Chapter 7 Conclusion
By using the R and D3 programming in our exploratory data analysis class. Three of us are able to perform a deep analysis on NYC public safety issue. We have generated some noteworthy findings and speculations.
7.1 Brief Conclusion
In brief, the analysis for Arrest
Dataset illustrates firstly in time span the amount and ratio trend of the incidents for each level of offense, and secondly in space span the offense level distribution of those incidents by borough.
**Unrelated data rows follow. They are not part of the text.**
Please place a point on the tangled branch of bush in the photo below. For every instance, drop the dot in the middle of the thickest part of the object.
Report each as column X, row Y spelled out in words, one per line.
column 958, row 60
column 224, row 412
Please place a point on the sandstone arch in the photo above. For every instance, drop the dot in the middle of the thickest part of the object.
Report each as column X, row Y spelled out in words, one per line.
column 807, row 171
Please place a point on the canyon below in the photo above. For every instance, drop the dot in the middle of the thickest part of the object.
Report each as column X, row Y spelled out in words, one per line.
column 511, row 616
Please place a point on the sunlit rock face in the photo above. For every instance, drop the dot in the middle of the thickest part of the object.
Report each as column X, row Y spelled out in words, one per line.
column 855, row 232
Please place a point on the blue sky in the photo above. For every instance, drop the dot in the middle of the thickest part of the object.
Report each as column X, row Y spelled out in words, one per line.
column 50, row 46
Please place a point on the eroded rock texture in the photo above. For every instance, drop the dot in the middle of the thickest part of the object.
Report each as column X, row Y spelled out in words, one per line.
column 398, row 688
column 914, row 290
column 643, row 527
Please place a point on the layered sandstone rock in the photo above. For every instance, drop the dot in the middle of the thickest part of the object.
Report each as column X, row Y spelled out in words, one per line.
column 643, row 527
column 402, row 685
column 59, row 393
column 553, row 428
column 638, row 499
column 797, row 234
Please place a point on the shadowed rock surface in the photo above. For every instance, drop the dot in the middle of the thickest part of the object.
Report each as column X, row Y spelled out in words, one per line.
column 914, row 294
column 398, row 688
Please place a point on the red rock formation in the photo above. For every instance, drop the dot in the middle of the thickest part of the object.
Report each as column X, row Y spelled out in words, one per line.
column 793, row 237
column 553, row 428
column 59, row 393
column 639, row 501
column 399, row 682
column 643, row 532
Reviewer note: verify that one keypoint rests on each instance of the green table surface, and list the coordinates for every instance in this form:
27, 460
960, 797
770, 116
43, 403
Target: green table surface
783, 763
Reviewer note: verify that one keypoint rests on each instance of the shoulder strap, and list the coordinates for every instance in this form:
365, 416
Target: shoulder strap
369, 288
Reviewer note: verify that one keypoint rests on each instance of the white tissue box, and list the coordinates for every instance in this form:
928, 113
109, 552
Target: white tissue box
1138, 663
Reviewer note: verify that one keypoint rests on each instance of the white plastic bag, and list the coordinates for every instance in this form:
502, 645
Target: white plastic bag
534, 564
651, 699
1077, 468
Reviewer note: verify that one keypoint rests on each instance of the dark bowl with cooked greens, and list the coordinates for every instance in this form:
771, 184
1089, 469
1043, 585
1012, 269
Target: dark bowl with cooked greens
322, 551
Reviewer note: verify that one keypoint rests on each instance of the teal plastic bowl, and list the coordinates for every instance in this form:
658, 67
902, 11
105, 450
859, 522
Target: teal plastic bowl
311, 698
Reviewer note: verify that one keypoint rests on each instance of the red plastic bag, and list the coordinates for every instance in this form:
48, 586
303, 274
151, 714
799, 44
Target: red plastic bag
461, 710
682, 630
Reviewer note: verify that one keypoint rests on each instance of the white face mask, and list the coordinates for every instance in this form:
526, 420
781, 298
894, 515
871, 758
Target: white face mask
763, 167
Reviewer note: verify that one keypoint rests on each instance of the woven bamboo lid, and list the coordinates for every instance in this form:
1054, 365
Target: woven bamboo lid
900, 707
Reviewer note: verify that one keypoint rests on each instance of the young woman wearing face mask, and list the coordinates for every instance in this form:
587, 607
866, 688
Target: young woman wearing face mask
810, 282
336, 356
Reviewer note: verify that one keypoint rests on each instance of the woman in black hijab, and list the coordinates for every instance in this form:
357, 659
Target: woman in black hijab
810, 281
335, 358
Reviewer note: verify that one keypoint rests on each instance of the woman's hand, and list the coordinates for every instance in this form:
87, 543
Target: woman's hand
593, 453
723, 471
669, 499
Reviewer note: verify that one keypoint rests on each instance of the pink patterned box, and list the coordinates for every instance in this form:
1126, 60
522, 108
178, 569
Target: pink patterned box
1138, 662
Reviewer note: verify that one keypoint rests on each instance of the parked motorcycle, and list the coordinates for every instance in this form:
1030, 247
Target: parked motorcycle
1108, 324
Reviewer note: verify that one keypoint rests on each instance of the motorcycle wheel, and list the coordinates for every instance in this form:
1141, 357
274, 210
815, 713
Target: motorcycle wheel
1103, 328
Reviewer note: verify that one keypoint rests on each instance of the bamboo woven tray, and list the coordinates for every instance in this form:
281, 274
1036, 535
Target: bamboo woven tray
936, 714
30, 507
The key conclusion follows as:
The number of offense events decreases significantly through the years.
Over the years since 2016 to 2020, though the misdemeanor level of offense remains as the most frequently happened events, its ratio suffers a significant decrease.
Manhattan is generally safer than other boroughs (not including Staten Island because of population differences).
The exploration for Complaint
Dataset provides us with another insight to compensate for our perception on the previous dataset, where we focus on the analysis mainly in time span and word frequency:
Though the arrested events decrease significantly among years, the general complaint data level almost remains the same from 2016 to 2020. To be more specific, with respect to the arrest/complaint ratio, starting from 2013, a consecutive decreasing in Violation happened; Starting 2015, both of the felony and misdemeanor ratios entered a decreasing period.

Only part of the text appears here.